Just how big is the virtual assistant market? According to E Source research, 27% of US respondents said they currently own a smart speaker, and 60% of smart speaker owners said they’re “probably” or “definitely” interested in a utility app that makes use of voice-activated skills. Parks Associates, an Internet of Things market research and consulting firm, reports that 55% of US broadband households will likely have a smart speaker with a voice-based personal assistant by 2021. And those research efforts may actually underestimate the market because they only look at smart speakers and don’t account for the virtual assistants currently being incorporated into a range of other smart home devices.

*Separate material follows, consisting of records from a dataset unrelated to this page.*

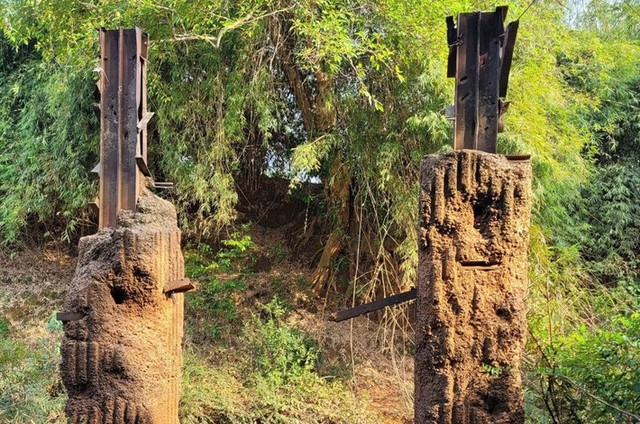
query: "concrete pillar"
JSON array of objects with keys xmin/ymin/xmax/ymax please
[
  {"xmin": 59, "ymin": 189, "xmax": 184, "ymax": 424},
  {"xmin": 415, "ymin": 150, "xmax": 531, "ymax": 424}
]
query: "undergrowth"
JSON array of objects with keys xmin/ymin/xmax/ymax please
[
  {"xmin": 180, "ymin": 227, "xmax": 380, "ymax": 423},
  {"xmin": 0, "ymin": 317, "xmax": 66, "ymax": 424}
]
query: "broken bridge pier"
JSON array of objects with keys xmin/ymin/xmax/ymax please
[
  {"xmin": 58, "ymin": 28, "xmax": 193, "ymax": 424},
  {"xmin": 414, "ymin": 6, "xmax": 531, "ymax": 424},
  {"xmin": 415, "ymin": 150, "xmax": 531, "ymax": 424}
]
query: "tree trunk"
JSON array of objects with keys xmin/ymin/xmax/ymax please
[{"xmin": 270, "ymin": 19, "xmax": 351, "ymax": 294}]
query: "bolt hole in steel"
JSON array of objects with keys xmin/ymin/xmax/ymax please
[{"xmin": 111, "ymin": 287, "xmax": 127, "ymax": 305}]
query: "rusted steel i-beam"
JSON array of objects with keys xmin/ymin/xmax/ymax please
[
  {"xmin": 98, "ymin": 28, "xmax": 153, "ymax": 228},
  {"xmin": 447, "ymin": 6, "xmax": 518, "ymax": 153}
]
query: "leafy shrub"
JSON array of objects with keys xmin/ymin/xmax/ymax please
[
  {"xmin": 0, "ymin": 314, "xmax": 64, "ymax": 424},
  {"xmin": 244, "ymin": 297, "xmax": 318, "ymax": 389}
]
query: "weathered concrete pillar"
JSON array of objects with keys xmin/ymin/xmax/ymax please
[
  {"xmin": 59, "ymin": 189, "xmax": 184, "ymax": 424},
  {"xmin": 415, "ymin": 150, "xmax": 531, "ymax": 424}
]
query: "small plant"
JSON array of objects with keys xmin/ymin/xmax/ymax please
[
  {"xmin": 269, "ymin": 243, "xmax": 291, "ymax": 262},
  {"xmin": 244, "ymin": 297, "xmax": 318, "ymax": 388},
  {"xmin": 0, "ymin": 317, "xmax": 9, "ymax": 339}
]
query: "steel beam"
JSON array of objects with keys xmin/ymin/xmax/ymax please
[{"xmin": 97, "ymin": 28, "xmax": 152, "ymax": 228}]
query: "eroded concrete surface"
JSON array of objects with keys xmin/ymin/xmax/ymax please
[
  {"xmin": 415, "ymin": 150, "xmax": 531, "ymax": 424},
  {"xmin": 60, "ymin": 189, "xmax": 184, "ymax": 424}
]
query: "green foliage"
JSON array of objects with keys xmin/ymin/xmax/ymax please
[
  {"xmin": 185, "ymin": 228, "xmax": 256, "ymax": 339},
  {"xmin": 244, "ymin": 297, "xmax": 318, "ymax": 384},
  {"xmin": 0, "ymin": 320, "xmax": 64, "ymax": 424},
  {"xmin": 554, "ymin": 313, "xmax": 640, "ymax": 424},
  {"xmin": 0, "ymin": 37, "xmax": 98, "ymax": 243}
]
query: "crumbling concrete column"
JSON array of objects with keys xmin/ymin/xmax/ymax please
[
  {"xmin": 59, "ymin": 189, "xmax": 184, "ymax": 424},
  {"xmin": 415, "ymin": 150, "xmax": 531, "ymax": 424}
]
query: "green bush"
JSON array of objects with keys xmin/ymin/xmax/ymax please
[{"xmin": 0, "ymin": 314, "xmax": 65, "ymax": 424}]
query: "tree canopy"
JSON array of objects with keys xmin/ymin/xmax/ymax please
[{"xmin": 0, "ymin": 0, "xmax": 640, "ymax": 423}]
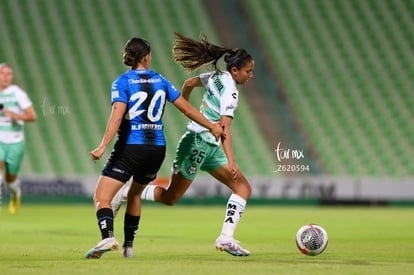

For utilities, voice-control devices are worth paying attention to because of the smart home interconnectivity they enable and the unique marketing and communications opportunities they provide. To date, only a dozen utilities have created skills (for Amazon’s Alexa platform) or actions (for the Google Assistant), but we expect adoption to increase as the benefits become clear. Our new white paper offers an overview of the features utilities have already rolled out (including account balance, bill pay, generic efficiency tips, and outage notifications) and discusses a variety of additional features that could help you:
- Share information and connect customers with utility programs
- Advise customers about time-varying rates and generation sources
- Walk customers through a home energy audit
- Enable customers to control smart devices
- Promote trade allies
- Improve the customer experience
- Reduce call volumes
This white paper is just the beginning of our work on virtual assistants. Later this year, we’ll launch opportunities for utilities to collaborate with major industry players to create a strategic roadmap around virtual assistants, take a human-centered approach to skill and action development, and assess the technical considerations associated with this new channel.
As skills and actions become standard ways to interact with companies, customers will expect their utilities to offer this functionality. Utilities that stay on the leading edge of this trend have the opportunity to demonstrate leadership, innovation, and care for their customers. By embracing virtual assistants, you can help temper the effects of a rapidly changing demand-side management landscape—one in which increased efficiency standards and adoption of efficient equipment are making it difficult for utilities to meet their efficiency goals, and where demand management is becoming more important than ever. Virtual assistants can also mitigate the risk of third-party companies coming between you and your customers, boost engagement, and provide more-effective customer support. We expect that virtual assistants will have a vital role to play in the emerging and evolving utility business model.